Ninth Circuit Scrutiny of Critical Vendor Payments in Chapter 11 Cases

The observed commonality of Chapter 11 debtors seeking bankruptcy court approval to settle prepetition claims made by vendors, who the debtor believes are paramount to the continued sustenance and triumphant outcome of their Chapter 11 case, is raising some serious discussions in the sector. The practice has come under scrutiny in particular in the Ninth Circuit. The necessity and legal validity of these so-called ‘critical vendor payments’ are being called into question.

A typical scenario sees a debtor asking the bankruptcy court for permission to repay certain prepetition claims of vendors whose services they consider critical to their business survival. This request for authorization usually includes an outline of how the repayment would ensure the success of the debtor’s Chapter 11 case. The payment of the prepetition claims of vendors is generally done in order to keep these vendors committed to continuing their supply chain with the debtor, mitigating the risk of interruption to the business. It is widely accepted that this practice seems to have become routine in many Chapter 11 cases.

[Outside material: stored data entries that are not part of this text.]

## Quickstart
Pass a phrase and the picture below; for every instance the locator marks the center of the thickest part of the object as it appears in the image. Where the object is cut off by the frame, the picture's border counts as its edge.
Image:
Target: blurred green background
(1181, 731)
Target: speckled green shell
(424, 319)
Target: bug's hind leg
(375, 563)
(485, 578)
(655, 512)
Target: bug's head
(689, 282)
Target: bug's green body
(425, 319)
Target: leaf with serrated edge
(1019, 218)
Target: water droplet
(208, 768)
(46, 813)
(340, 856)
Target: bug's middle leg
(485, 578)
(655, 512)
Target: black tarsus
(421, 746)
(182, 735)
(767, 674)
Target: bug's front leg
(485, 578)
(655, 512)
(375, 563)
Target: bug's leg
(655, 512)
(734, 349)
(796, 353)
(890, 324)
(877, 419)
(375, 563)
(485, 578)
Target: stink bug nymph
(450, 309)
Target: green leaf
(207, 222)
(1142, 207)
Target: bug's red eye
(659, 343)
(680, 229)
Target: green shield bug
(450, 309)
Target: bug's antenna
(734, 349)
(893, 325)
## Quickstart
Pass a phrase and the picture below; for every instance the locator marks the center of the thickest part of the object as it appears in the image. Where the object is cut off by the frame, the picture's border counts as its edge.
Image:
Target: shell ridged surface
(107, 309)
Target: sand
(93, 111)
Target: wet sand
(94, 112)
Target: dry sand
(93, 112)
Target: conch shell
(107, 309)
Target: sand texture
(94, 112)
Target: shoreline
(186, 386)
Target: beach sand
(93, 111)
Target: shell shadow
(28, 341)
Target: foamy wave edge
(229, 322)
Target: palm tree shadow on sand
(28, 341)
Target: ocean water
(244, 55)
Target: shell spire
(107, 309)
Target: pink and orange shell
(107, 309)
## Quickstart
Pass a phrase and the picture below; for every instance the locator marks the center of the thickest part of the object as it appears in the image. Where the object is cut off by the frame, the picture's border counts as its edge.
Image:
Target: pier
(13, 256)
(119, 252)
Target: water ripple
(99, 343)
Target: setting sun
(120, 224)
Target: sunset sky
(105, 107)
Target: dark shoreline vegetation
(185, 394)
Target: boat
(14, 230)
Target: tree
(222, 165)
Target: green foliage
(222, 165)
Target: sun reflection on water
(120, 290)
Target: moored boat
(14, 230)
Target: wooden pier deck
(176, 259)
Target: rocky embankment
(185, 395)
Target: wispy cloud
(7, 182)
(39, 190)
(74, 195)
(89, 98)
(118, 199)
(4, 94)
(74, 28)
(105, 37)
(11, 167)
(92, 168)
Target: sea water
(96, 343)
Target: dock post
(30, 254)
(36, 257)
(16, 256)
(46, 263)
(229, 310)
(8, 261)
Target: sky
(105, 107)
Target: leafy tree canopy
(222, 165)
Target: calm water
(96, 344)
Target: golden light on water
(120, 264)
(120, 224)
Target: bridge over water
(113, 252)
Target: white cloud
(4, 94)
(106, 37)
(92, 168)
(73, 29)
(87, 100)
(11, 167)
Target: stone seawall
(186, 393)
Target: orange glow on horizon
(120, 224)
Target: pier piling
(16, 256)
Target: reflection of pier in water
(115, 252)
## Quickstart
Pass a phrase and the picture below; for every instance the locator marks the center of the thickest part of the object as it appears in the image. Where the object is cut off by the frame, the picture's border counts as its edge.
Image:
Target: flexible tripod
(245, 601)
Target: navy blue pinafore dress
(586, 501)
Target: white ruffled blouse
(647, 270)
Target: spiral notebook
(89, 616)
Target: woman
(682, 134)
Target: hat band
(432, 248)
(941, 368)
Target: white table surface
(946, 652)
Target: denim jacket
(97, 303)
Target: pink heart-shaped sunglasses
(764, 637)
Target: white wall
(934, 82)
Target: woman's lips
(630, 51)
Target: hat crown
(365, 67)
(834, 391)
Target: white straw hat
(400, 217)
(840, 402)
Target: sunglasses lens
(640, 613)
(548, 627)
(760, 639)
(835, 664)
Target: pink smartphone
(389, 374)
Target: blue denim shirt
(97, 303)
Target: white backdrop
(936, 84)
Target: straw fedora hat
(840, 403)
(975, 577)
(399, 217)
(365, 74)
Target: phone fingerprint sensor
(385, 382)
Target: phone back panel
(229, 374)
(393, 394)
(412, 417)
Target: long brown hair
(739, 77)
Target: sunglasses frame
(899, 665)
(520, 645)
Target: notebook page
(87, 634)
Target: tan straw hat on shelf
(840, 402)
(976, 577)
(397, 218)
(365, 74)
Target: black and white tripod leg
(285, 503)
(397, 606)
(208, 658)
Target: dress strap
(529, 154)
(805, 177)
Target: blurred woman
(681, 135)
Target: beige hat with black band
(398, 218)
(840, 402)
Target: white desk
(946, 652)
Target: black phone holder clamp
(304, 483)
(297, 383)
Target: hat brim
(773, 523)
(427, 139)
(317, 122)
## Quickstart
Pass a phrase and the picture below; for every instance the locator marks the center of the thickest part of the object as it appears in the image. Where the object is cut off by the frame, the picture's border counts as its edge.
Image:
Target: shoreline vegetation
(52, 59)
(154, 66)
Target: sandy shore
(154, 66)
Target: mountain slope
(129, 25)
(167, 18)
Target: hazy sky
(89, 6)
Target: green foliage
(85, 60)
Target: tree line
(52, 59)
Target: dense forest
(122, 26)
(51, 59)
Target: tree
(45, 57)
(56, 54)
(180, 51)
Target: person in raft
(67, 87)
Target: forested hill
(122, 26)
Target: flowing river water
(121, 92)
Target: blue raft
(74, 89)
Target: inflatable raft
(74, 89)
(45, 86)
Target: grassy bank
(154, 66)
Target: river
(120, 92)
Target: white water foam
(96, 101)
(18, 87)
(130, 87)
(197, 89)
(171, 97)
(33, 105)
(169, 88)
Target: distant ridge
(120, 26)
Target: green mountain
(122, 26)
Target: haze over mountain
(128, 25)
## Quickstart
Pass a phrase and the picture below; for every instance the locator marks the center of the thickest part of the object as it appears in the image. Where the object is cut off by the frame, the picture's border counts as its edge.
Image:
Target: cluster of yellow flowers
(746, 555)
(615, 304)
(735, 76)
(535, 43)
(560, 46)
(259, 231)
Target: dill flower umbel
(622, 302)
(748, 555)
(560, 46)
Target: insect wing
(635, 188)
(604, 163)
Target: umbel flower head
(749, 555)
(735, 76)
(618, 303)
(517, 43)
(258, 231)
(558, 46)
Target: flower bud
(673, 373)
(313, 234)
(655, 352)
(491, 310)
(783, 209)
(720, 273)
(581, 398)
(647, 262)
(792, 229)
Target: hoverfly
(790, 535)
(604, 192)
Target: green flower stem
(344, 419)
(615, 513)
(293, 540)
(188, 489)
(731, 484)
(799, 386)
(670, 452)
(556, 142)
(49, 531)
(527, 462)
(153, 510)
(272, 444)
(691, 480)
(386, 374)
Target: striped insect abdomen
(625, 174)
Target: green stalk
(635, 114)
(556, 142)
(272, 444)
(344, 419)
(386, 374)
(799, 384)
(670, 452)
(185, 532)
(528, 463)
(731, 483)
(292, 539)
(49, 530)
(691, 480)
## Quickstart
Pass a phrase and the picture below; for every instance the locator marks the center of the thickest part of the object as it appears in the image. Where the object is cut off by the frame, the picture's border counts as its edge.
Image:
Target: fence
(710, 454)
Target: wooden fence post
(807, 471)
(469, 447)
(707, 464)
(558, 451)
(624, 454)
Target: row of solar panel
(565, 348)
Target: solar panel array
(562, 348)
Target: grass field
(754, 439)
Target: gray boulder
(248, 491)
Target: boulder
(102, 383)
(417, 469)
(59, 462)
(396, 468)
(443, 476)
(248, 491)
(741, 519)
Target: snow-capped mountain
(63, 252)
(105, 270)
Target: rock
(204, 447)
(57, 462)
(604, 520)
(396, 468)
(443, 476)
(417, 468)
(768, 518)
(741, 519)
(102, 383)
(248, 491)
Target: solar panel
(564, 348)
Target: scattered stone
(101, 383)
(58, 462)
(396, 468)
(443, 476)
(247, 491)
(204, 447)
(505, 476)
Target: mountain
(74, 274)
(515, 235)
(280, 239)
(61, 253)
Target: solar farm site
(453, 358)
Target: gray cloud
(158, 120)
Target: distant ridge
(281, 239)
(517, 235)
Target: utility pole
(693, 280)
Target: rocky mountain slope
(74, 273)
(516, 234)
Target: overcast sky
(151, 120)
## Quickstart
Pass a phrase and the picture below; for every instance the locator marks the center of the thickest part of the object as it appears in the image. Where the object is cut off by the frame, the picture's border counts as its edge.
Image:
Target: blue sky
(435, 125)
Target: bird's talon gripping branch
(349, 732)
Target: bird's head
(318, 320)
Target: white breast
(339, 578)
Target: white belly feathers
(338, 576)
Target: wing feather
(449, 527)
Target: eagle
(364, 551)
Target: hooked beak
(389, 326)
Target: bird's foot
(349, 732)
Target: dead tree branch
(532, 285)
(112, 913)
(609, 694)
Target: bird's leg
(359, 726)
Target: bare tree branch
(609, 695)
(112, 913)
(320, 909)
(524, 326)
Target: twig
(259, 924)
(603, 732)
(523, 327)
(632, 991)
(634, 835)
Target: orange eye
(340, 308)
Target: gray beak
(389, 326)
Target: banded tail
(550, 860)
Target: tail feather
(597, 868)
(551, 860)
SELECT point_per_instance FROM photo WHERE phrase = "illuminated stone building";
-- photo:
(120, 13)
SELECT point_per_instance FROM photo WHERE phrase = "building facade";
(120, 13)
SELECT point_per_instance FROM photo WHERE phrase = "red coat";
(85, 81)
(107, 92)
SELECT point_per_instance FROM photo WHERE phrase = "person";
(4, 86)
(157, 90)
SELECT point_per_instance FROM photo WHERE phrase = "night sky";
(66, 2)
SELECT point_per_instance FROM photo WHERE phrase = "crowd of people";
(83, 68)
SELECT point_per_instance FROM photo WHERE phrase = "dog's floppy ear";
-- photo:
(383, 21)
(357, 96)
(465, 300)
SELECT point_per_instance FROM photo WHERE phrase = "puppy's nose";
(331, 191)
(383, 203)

However, those practices are now up for review. As previously mentioned, critical vendor payments, although widely common, haven’t gone without criticism. In the Ninth Circuit, the validity and necessity of these payments are being put under the microscope.

This comprehensive publication by Lowenstein Sandler LLP dives into the issue in detail, discussing the roots of the practice and weighing the implications from various points of view.

The nuances involved in these topics are too numerous and complex to summarize in a brief news piece. Still, this piece serves as a reminder that practice acceptance does not always equate to unambiguous legality, especially when it comes to financial affairs in the realm of bankruptcy law.

Legal professionals, particularly those working in large corporations and law firms, would do well to stay updated on this matter as the outcome could have significant implications on their client’s financial strategies, especially those planning for or in the midst of a Chapter 11 proceeding.